I can't do it anymore. I'll be damned if I can continue to hide any of my frustration with her condescending, demeaning, frustratingly inhuman and emotionally inept idiosyncrasies. Not anymore, anyway, and definitely not today. I was beginning to forgive her for her ways over the months I've spent as her boss. I know she's brilliant and Lord knows _she_ knows she's brilliant and being as she is a member of my team, I acknowledge that her expertise is the reason why I can gloat about closed case rates. I know most of her flaws are unintentional. I do know that. I know the ones that aren't are usually the result of tangible issues—like my brashness towards foster children during one of our first cases together. Her anger then was understandable. It even had its benefits, allowing a little more communication between us. She knows she can tell me about things like that, things that make her human. I _want_ her to be human to me. I _want_ her to tell me these things.
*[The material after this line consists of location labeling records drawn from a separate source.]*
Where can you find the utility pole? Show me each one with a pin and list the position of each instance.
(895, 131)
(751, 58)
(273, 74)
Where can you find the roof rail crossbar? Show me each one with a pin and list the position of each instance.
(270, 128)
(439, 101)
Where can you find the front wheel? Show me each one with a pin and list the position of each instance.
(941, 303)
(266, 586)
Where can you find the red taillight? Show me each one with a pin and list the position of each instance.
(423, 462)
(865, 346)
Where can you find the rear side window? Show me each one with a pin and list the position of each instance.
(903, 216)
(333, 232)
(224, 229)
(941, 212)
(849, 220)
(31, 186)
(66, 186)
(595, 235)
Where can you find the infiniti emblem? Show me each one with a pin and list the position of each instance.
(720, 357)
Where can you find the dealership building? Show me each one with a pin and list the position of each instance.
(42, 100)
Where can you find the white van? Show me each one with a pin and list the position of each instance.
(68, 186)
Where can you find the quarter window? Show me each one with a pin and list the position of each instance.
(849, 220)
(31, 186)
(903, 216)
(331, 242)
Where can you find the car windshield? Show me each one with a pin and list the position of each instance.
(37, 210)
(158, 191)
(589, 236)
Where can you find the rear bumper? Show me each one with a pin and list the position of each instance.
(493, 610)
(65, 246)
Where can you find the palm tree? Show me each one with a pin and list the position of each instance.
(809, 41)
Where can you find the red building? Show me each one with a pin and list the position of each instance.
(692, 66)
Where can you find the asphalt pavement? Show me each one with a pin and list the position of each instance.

I thought I made that clear.

But maybe she isn't human after all.

Seeley is dead.

Seeley is dead and for the past eight days, Dr. Brennan has had nothing to say for it. Seeley took a bullet for her and I watch her go through the workdays completely _unaffected_. She shows up at the same time every morning, drinks the same cup of coffee. Her hair always neat, those eyes always wide and focused. She works efficiently from task to task during the day, late mornings spent identifying in Limbo, afternoons writing up case reports, and when we get a body, she's there with the gloves already snapped. Like always. And at the end of the night her paperwork is on time in that same neat print-scrawl, labeled and organized and always the easiest for me to file.

She'd just handed me her latest stack from today's case when I finally snapped. I didn't say anything out loud, but when she handed me those papers I "accidentally" nudged a photo frame—a photo of Seeley that hadn't been on my desk until lately—toward her. I saw her eyes flicker over it, maybe for a millisecond, and I was hoping, praying I'd see something in them. Sadness, grief. Something. And I really believed that I would. I had faith that she had a heart in her. But there was nothing.

Nothing at all.

She turned and walked out calmly and collectedly, throwing a "Goodnight, Dr. Saroyan," over her too-steady shoulder and disappearing around the corner. Her car keys jangled as she produced them from her bag and I heard the even clicking of her boots fade as she approached the elevator. A ding and Dr. Brennan was gone.

I could've said a lot of things but I was proud of my self control. I wasn't even sure if I'd get the emotional response I'd be digging for if I screamed "You're aware he died for you, right?" across the lab.

I wondered for a moment where she may go after work. I hoped, again giving her far too much credit, that she'd been bar-hopping to drown her sorrows every night for the past eight days. But back to her apartment was the realistic possibility. My eyes fell to the floor then and I realized that tonight, returning to her apartment wasn't going to happen. It seemed Dr. Brennan's skull key ring had snapped free of her car keys and what looked like the lab and morgue key and her apartment key lay in my doorway.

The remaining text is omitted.